Ryan Isaac: Ya, there is a lot there. Let’s talk about having the wrong type of entity structure.

Reese Harper: Nice.

Ryan Isaac: This feels like another really broad topic but a few examples that come to mind are a recent client who was filing his…well, he didn’t have an actual separate entity set up for his business. Everything was just being filed to his personal filings. This was happening for years, like fifteen years. With a simple switch in conjunction with his CPA and attorney, involves a few people to get this right and know what is best on an individual situation, but in conjunction with those people we made a simple switch that will save about $22,000 a year in payroll taxes by making that switch. He has got another decade to practice, so we are talking about, with no growth, $200,000 of savings.

Reese Harper: And at 5% growth you are talking more like $600,000, right? That is over twenty years.

Ryan Isaac: Ya it is almost $700,000, which adds about two grand to his monthly retirement just by making a small change to his entity structure.

Reese Harper: I can think of another situation like that as well. I have bumped into cases where I have noticed that they missed pretty large deductions that they could be taking on interest expense from loans. I can think of one case I saw recently where the interest expense was being paid out of a personal checking account on the debt. The CPA wasn’t privy to seeing the debt payments themselves. He didn’t really see the information flowing through.

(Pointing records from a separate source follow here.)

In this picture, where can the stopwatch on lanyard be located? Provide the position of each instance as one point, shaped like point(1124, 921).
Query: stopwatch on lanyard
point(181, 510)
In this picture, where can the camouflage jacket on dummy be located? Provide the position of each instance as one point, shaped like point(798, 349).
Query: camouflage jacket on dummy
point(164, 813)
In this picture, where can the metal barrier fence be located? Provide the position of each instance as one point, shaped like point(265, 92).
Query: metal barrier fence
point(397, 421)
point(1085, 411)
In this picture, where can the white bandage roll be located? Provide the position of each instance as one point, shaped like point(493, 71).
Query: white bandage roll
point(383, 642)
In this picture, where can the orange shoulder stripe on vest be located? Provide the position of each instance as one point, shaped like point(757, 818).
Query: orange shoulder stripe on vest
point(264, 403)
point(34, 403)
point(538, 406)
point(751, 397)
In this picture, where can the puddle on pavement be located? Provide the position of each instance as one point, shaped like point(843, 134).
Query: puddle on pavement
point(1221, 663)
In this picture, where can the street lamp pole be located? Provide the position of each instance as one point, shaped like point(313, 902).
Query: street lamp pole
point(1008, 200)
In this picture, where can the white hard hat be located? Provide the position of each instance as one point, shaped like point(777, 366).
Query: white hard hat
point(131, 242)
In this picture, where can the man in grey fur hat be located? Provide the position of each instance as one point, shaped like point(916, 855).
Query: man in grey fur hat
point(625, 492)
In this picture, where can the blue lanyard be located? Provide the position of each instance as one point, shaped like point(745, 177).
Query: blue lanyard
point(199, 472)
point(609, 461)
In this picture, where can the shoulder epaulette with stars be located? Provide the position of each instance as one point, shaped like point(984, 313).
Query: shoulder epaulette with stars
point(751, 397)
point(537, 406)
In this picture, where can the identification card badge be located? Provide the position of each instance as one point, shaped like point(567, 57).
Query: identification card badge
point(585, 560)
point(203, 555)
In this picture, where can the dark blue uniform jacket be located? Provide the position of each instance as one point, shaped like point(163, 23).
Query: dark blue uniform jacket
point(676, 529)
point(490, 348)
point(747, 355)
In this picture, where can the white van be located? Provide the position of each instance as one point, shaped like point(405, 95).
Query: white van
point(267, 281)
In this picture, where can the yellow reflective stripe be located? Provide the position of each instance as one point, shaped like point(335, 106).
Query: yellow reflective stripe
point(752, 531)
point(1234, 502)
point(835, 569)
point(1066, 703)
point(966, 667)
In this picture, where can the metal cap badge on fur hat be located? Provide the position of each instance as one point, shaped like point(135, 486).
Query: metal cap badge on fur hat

This person bought a large practice and had a large loan to buy out 50% of a practice and a lot of the debt payments, or all of them, were coming out of their personal checking account. For three years the interest expense from that debt was not being deducted. It was into the fourth year that they finally started, well actually, I came across it and was like, “where is the deduction that you are taking for this interest expense that you are paying on these loans?”. It just wasn’t getting written off. There was not an entity set up for that practice. It was crazy to look at that and in that situation we can go back and reclaim. You can amend returns at some level to make up for what had happened over the previous few years, but it is not always possible to go back and amend further than three years. Sometimes you lose out on big expenses that you could have picked up otherwise. There are a lot of cases when tax returns just aren’t filed as thoroughly and that is not always the CPA’s fault. Sometimes it’s just the communication between the CPA and the client, but man, people miss deductions a lot. Whether it could be that they had kids who weren’t on the tax returns, or you will see interest expenses not be there, you will see charitable deductions not be taken, you will see interest income be misclassified, tax free interest being reported as taxable interest, there are a lot of things that kind of surprise me that get done.

Ryan Isaac: Ya, I was just going to say on the other side of that coin, I had a recent conversation with a client who had attended a seminar and was pitched a really, really complicated entity structure. It was a single doctor, single practice, one location business. He was pitched this idea of multiple shell corporations and moving money from one to the other. So on the other side of this coin…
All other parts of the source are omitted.